The game received a revision, titled Samurai Warriors 4-II (戦国無双4-II, Sengoku Musō 4-II), which was released in 2015 for Japan on February 11, in North America on September 29, and in Europe on October 2. It is described as neither a continuation nor an Xtreme Legends expansion like previous games; instead, it provides a "different" focus of the same game. Players choose a character as their protagonist for a selected scenario, which has a different progression depending on the character selected. Dream Castle Mode, first introduced in Samurai Warriors: Chronicles 3 is also present in the game. The game adds one new character, Naomasa Ii, to the character roster. A second expansion, Samurai Warriors 4: Empires (戦国無双4 Empires, Sengoku Musō 4 Empires) was released in Japan on September 17, 2015, for the PlayStation 3, PlayStation 4, and PlayStation Vita, with a release in North America and Europe in 2016. The gameplay focuses more on strategy as in other Empires expansions, with players issuing commands and taking suggestions to and from their subordinate military officers. A new "Resident Domestic Administration" was added. Featuring more than 100 generic officers, including female officers, it incorporates the marriage system for the first time, which sister series Dynasty Warriors had also implemented in their Empires expansions. The game does not add a new character, but in return, many more new events, such as interactions between characters, were added. The game is also supported by DLC costumes for all characters (in the original game, the focus of DLC costumes is only on the female characters).

Sengoku Musō 4 DX (戦国無双4 DX) was released in March 2019 in Japan for the PlayStation 4 and Nintendo Switch. It includes over 150 DLC previously released for the game, including costumes, weapons, customization parts, and others. A "15th Anniversary" edition is also available, which includes an art book, a soundtrack and music video set, and a postcard set.

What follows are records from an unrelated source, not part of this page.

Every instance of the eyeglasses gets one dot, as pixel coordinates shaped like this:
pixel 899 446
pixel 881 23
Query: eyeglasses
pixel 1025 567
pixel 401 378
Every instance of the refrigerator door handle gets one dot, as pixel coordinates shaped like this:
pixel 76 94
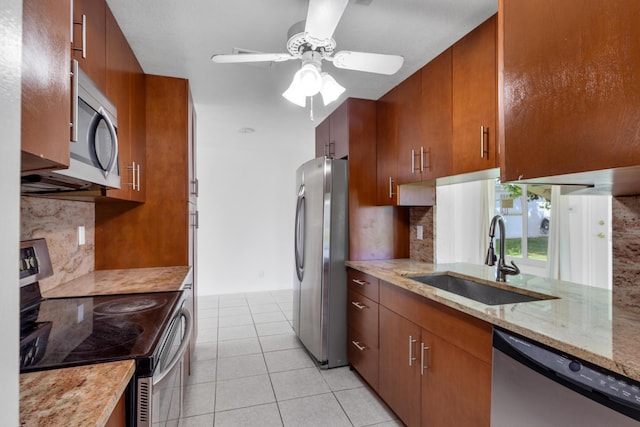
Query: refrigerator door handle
pixel 299 233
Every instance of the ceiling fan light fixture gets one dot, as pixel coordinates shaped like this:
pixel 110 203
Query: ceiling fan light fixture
pixel 331 89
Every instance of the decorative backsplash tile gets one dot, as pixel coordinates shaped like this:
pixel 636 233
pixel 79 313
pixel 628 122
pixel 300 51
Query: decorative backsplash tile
pixel 422 250
pixel 626 252
pixel 58 221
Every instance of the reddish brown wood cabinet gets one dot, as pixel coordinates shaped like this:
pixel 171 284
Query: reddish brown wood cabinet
pixel 475 99
pixel 46 85
pixel 89 17
pixel 429 355
pixel 570 88
pixel 125 88
pixel 362 325
pixel 332 135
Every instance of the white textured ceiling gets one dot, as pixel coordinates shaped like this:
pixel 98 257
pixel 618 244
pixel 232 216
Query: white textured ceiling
pixel 177 38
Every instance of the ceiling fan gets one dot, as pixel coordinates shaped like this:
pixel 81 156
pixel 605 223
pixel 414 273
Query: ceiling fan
pixel 311 41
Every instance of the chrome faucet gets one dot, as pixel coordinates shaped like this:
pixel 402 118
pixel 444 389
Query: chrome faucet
pixel 502 269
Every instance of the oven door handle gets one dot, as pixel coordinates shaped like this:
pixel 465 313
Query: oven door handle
pixel 181 350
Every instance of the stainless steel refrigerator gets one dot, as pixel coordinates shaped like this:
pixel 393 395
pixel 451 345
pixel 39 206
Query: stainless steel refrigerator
pixel 320 279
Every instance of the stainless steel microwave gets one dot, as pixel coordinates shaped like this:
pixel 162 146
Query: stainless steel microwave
pixel 94 135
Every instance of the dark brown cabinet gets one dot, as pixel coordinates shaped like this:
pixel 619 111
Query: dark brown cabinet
pixel 125 88
pixel 89 39
pixel 46 85
pixel 570 89
pixel 475 99
pixel 362 325
pixel 429 354
pixel 436 118
pixel 332 135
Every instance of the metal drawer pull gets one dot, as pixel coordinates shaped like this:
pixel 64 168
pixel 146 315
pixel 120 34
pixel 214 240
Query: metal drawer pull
pixel 82 49
pixel 411 358
pixel 360 306
pixel 422 359
pixel 357 344
pixel 483 132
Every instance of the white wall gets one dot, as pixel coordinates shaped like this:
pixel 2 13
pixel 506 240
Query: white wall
pixel 10 61
pixel 247 198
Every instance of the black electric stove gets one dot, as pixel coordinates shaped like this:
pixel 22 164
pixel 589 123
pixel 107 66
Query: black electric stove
pixel 64 332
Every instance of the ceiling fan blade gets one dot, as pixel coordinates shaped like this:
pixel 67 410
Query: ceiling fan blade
pixel 251 57
pixel 370 62
pixel 322 19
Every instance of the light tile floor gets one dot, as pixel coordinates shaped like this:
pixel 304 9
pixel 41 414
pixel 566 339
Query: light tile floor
pixel 249 369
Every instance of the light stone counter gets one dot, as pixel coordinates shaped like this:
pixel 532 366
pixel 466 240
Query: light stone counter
pixel 580 320
pixel 126 281
pixel 79 396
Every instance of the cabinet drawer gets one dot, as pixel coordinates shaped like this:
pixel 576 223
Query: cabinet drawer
pixel 362 316
pixel 363 284
pixel 364 358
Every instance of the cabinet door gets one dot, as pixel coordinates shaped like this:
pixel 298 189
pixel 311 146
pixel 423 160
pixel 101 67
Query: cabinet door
pixel 475 99
pixel 410 144
pixel 117 90
pixel 399 383
pixel 456 386
pixel 387 154
pixel 571 93
pixel 92 57
pixel 46 85
pixel 436 118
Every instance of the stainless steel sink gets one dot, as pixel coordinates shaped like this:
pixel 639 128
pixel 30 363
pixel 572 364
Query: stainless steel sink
pixel 480 292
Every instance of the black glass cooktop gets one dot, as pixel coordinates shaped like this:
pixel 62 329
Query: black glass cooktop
pixel 63 332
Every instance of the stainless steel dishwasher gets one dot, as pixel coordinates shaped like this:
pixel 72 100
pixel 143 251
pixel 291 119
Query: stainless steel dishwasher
pixel 534 385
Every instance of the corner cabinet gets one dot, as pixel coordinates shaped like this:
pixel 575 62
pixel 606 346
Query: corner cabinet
pixel 570 88
pixel 46 85
pixel 435 362
pixel 475 98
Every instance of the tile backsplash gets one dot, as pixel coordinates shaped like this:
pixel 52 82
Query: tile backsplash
pixel 57 221
pixel 422 250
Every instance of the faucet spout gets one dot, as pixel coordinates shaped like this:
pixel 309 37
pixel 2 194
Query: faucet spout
pixel 502 270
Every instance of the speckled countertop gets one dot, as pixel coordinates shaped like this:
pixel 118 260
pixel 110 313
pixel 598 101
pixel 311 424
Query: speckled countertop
pixel 126 281
pixel 581 320
pixel 78 396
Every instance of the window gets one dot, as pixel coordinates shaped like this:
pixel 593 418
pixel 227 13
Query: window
pixel 526 210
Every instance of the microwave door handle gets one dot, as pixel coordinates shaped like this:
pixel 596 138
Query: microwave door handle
pixel 181 350
pixel 114 140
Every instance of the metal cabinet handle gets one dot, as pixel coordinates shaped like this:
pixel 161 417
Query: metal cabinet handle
pixel 357 344
pixel 359 305
pixel 74 101
pixel 483 131
pixel 411 358
pixel 359 282
pixel 83 49
pixel 391 193
pixel 422 358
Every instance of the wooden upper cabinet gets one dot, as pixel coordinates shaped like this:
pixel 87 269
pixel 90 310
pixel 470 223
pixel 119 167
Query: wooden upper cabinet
pixel 387 152
pixel 46 85
pixel 410 143
pixel 436 117
pixel 475 98
pixel 332 135
pixel 89 17
pixel 125 88
pixel 570 92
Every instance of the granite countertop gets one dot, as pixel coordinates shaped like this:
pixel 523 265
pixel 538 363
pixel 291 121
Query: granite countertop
pixel 579 320
pixel 125 281
pixel 79 396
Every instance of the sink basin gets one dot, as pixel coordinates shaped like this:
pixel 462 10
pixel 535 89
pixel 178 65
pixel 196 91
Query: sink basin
pixel 480 292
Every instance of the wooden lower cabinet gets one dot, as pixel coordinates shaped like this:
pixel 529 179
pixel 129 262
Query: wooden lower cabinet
pixel 435 363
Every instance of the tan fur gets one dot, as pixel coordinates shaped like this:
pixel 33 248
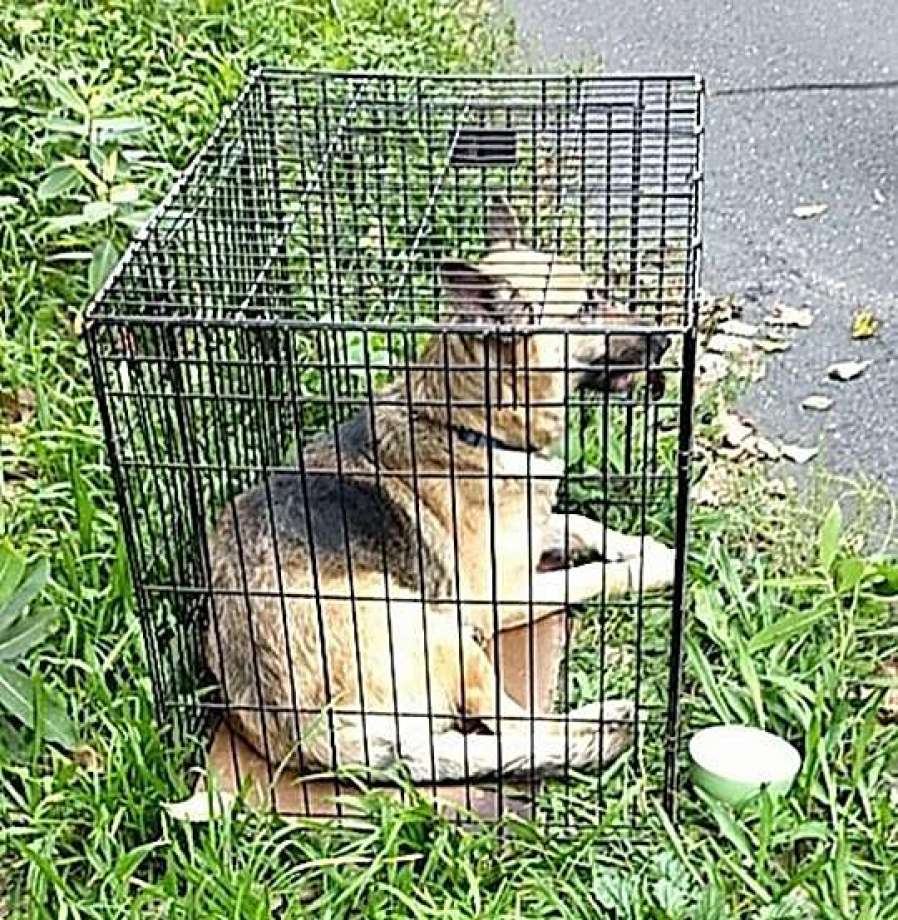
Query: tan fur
pixel 334 636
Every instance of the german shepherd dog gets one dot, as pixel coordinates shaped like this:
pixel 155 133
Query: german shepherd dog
pixel 355 597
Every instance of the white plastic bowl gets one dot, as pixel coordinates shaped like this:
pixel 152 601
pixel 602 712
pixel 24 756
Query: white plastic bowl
pixel 733 763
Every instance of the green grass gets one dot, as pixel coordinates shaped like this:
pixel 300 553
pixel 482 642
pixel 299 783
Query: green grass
pixel 789 630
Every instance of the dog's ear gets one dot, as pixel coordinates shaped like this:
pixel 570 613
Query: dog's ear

The game was released worldwide with additional English support on PC Steam.

===Anime===
An animated TV special titled Samurai Warriors Special: Legend of the Sanada (戦国無双SP ～真田の章～, Sengoku Musō SP ~Sanada no Shō~) aired on March 21, 2014, as part of the series' 10th anniversary, directed by Kōjin Ochi and animated by TYO Animations with screenplay provided by Yuka Yamada. It features the original cast from the game series. It is based on an early battle in the game, namely, the siege of Ueda castle between the Sanada clan and the Tokugawa clan, featuring Yukimura Sanada and Nobuyuki Sanada as the main characters, and Tadakatsu Honda, Mitsunari Ishida, Kanetsugu Naoe, Kunoichi, Ina, and Ieyasu Tokugawa in supporting roles. The ending of the special, which features cameos by Kagekatsu Uesugi and Nobunaga Oda, teases a full anime adaptation, simply titled Samurai Warriors, again directed by Kojin Ochi and animated by TYO Animations, which aired between January 11 and March 29, 2015, for 12 episodes in total. It goes beyond the siege of Ueda castle and covers the entire timeline of the game starting from the siege of Odawara castle, and ending on the Osaka campaign, though it notably focuses on the Sanada clan. More characters are thus featured in the anime, including Hidetada Tokugawa and Hideyori Toyotomi, both of whom received new character designs since both have never been playable in any game of the series.